Relationship between Möbius transformations and flows/vector fields

Question

I've noticed that the pictures illustrating the effect of Möbius transformations on the Riemann sphere (after stereographic projection to the plane) resemble the phase portrait of a vector field. For instance:

This is the representation of a hyperbolic transformation (from Wikipedia), and seems very similar to the phase portrait of a field generated by a positive and a negative charge located at the fixed points of the transformation (that is, of an irrotational and incompressible field). One could ever think of linking the fact that poles have integer order to the discretization of charges, using Gauss's divergence theorem. I guess the analogy arises from conformal mappings satisfying Laplace's equation, but I wonder how far can one push it.

This is where I'm doubting: in the example cited above, hyperbolic transformations are the stereographic projection of discrete rotations of the sphere.
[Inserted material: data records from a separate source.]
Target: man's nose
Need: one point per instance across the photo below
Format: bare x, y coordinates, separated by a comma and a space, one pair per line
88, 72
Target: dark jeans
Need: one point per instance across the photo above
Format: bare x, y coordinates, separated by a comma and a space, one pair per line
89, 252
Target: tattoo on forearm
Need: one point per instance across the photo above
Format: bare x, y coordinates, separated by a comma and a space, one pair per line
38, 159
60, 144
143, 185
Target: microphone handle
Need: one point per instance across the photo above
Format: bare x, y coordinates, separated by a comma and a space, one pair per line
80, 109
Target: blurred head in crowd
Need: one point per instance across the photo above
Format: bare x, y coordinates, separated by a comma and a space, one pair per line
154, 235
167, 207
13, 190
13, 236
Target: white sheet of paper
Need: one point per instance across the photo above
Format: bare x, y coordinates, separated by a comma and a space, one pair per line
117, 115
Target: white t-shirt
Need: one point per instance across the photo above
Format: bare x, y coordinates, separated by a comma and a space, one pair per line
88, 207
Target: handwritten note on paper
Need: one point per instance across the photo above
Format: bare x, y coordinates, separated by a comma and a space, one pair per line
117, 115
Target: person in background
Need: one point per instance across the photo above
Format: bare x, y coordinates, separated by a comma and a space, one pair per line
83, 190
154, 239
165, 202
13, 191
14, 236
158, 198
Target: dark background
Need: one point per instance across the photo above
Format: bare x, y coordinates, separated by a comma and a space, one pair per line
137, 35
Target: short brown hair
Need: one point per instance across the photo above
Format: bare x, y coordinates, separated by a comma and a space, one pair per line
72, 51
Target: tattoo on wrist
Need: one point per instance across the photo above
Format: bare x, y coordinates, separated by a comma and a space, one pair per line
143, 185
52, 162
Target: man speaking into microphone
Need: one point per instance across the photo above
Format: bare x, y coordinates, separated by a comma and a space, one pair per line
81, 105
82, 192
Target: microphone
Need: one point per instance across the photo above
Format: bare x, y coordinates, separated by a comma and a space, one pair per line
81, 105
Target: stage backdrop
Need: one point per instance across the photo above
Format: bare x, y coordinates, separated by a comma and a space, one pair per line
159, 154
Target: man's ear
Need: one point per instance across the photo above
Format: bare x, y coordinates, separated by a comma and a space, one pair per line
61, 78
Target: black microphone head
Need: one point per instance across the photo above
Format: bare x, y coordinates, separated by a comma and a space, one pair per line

In general, Möbius transformations are discrete mappings from the Riemann sphere to itself, whereas a vector field suggests a continuous flow. Could we rigorously obtain a one-parameter subgroup of continuous transformations from those infinitesimal, discrete transformations, and could we define a (unique) vector field corresponding to this continuous subgroup (for example, writing each transformation as a differential equation)? How?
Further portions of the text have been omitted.